Verfahrensrecht/Abgabenordnung Handelsrecht Gesellschaftsrecht Verfahrensrecht/Abgabenordnung

 

Leitsatz (amtlich)

Hat der Gemeinschuldner (Stpfl.) im Prüfungstermin des Konkursverfahrens im Gegensatz zum Konkursverwalter oder einem Konkursgläubiger die Steuerforderung nicht bestritten, so ist er an dem steuergerichtlichen Feststellungsverfahren nach § 146 KO nicht beteiligt.

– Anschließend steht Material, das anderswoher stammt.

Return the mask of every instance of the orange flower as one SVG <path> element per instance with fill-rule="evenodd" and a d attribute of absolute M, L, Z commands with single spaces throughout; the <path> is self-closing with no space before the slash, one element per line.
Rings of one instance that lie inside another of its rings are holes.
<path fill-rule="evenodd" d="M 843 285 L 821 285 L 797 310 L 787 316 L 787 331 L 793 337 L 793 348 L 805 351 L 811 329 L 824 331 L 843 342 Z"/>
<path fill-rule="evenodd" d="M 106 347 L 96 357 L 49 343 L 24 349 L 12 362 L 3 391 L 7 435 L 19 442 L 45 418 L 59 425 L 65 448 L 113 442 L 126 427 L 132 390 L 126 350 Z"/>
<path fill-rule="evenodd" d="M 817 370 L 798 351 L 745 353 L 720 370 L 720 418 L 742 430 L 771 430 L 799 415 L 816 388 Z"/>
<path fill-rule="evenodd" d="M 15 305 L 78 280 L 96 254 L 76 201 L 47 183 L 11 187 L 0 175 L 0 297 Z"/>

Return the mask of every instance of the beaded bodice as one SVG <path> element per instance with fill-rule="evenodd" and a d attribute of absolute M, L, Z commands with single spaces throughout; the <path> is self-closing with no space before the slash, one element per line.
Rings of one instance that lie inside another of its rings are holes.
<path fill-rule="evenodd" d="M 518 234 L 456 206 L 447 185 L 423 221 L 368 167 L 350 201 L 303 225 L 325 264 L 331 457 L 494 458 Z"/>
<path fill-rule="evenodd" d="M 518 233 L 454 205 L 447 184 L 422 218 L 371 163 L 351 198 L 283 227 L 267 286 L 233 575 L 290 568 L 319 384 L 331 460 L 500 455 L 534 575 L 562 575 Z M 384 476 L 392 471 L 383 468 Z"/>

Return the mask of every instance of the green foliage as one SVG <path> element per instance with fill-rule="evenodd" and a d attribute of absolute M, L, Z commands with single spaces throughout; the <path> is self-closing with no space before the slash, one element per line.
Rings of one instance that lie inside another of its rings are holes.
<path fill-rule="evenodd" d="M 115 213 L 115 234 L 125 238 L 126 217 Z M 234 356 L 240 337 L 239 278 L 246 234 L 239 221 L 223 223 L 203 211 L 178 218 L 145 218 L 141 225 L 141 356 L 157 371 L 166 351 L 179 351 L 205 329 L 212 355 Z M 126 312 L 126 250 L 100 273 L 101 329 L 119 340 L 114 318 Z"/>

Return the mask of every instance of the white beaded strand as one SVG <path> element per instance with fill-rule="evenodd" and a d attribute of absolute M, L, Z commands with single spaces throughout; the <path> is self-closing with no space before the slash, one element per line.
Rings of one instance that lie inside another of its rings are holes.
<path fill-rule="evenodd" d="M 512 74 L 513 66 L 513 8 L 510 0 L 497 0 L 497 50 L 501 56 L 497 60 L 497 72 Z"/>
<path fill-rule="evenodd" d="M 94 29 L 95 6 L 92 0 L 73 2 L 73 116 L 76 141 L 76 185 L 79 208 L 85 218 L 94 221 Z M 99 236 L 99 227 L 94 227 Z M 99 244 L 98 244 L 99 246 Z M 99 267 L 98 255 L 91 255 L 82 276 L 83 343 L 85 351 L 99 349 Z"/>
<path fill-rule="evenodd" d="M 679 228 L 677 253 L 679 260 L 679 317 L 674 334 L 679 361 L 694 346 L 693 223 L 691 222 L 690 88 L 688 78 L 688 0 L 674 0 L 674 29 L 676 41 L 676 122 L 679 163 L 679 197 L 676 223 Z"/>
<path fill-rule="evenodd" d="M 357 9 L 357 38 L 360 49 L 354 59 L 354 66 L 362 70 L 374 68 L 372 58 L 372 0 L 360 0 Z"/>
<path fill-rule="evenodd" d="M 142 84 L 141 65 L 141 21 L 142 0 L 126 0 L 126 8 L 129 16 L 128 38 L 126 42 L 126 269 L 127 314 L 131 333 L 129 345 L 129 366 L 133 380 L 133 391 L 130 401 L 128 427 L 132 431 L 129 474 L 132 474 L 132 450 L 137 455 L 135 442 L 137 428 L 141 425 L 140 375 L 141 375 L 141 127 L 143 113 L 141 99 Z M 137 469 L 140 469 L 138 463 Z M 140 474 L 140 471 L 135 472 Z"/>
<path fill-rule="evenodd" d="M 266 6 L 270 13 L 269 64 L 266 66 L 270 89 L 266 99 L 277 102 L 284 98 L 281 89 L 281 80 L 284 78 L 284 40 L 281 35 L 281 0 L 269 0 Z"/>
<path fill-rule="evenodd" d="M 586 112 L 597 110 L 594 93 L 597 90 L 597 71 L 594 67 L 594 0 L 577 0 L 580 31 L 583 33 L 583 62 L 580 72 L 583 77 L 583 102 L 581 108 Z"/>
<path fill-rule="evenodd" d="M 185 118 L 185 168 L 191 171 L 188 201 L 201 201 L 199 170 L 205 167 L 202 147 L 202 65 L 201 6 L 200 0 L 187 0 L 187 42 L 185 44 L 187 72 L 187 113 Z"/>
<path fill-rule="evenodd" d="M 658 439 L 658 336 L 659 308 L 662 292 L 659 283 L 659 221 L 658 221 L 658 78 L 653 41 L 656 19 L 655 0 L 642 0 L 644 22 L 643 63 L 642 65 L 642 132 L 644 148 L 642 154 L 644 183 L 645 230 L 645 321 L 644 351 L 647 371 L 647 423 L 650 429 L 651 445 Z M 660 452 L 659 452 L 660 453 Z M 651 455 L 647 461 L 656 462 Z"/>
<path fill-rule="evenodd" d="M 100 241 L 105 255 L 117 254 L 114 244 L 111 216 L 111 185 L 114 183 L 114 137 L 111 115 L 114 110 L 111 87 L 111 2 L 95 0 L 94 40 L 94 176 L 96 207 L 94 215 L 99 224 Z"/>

Die Konkurseröffnung über das Vermögen eines Steuerschuldners bildet, auch wenn der Steuergläubiger an dem Konkursverfahren beteiligt ist, kein rechtliches Hindernis, das Steuerfestsetzungs- oder ein schwebendes Rechtsmittelverfahren gegen den Gemeinschuldner persönlich fortzusetzen.

 

Normenkette

AO §§ 228-229; FGO § 33; AO §§ 238, 231, 241; KO §§ 144, 146

 

Tatbestand

In einem gegen den Beschwerdeführer (Bf.) eingeleiteten Fahndungsverfahren wurde für die Zeit vom 1. Januar 1940 bis 20. Juni 1948 unter Berücksichtigung eines Haushaltsverbrauches von 400.000 RM ein ungeklärter Vermögenszuwachs von insgesamt 530.000 RM ermittelt. Dieser Betrag wurde vom Finanzamt auf die Jahre 1940 bis I/1948 verteilt und als nichtversteuerter Gewinn aus Gewerbe im Wege der Nach- bzw. Berichtigungsveranlagung, für I/1948 im Wege des Vorauszahlungsbescheides zur Einkommensteuer herangezogen. Der Bf. legte hiergegen unter dem 11. März 1949 Einspruch ein. Am 14. April 1949 wurde über sein Vermögen der Konkurs eröffnet. Das Finanzamt meldete eine Steuerforderung von 52.223,99 RM zur Konkurstabelle an. Im Prüfungstermin bestritt der Konkursverwalter die Forderung, dagegen nicht der Bf. (Gemeinschuldner). Mit Schreiben vom 7. Juni 1950 nahm der Konkursverwalter das steuerliche Rechtsmittelverfahren auf. Das Finanzamt erließ unter dem 13. Juni 1950 eine Einspruchsentscheidung gegen den Konkursverwalter, in der es die Ansprüche des Finanzamts gemäß § 146 der Konkursordnung (KO) feststellte und den Einspruch als unbegründet zurückwies. Auf die Berufung des Konkursverwalters hin erließ das Finanzgericht unter dem 20. Dezember 1950 eine Entscheidung, in der es die Einspruchsentscheidung teilweise abänderte. Die finanzgerichtliche Entscheidung war gleichfalls ausschließlich gegen den Konkursverwalter gerichtet.

 

Entscheidungsgründe

Gegen das Urteil des Finanzgerichts hat der Steuerpflichtige - Stpfl. - (Gemeinschuldner) Rechtsbeschwerde (Rb.) eingelegt. Die Rb. muß als unzulässig verworfen werden.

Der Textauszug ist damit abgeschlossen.